In his autobiography Blass wrote that the margins in his school books were filled with sketches of Hollywood-inspired fashions instead of notes. At fifteen, he began sewing, selling evening gowns for $25 each to a New York manufacturer. At 17 he had saved up enough money to move to Manhattan and study fashion. He excelled in his fashion studies immediately and at 18 was the first male to win Mademoiselle’s Design for Living award. He spent his salary of $30 a week on clothing, shoes, and elegant meals.
In 1942 Blass enlisted in the army. He was assigned to the 603rd Camouflage Battalion with a group of writers, artists, sound engineers, theatre technicians, and other creative professionals. Their mission was to fool the German Army into believing the Allies were positioned in fake locations. They did this by using recordings, dummy tanks, and other false materials.
Blass began his New York fashion career in 1946. He was a protégé of Baron de Gunzburg - an influential fashion editor at Vogue and Harper's. In 1970, after two decades of success in menswear and womenswear, he bought Maurice Rentner Ltd., which he had joined in 1959, and renamed it Bill Blass Limited. Over the next 30 years he expanded his line to include swimwear, furs, luggage, perfume, and chocolate. By 1998, his company had grown to a $700-million-a-year business.

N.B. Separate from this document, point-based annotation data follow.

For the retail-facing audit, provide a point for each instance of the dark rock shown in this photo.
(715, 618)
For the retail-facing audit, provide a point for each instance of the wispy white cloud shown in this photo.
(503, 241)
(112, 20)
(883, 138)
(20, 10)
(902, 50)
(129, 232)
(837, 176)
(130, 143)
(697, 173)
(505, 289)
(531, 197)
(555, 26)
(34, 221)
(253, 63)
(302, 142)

Blass’s designs are best known for being wearable. In a time when other designers were designing clothes which were known more for being a work of art, Blass was designing clothing which even everyday women could wear day or night.
In New York, Blass is also remembered as a generous and influential supporter of AIDS treatment services since the late 1980s and was a major donor to Gay Men's Health Crisis at a time when prominent people were silent about AIDS.
In 1999 Blass sold Bill Blass Limited for $50 million and retired to his home in New Preston, Connecticut. Blass was diagnosed with oral/tongue cancer in 2000, not long after he began writing his memoirs. His cancer later became throat cancer and caused Blass's death in 2002. He died six days after completing his memoir, Bare Blass.
Blass was a connoisseur of antiquities, and his will bequeathed half his $52 million estate, as well as several important ancient sculptures, to the Metropolitan Museum of Art.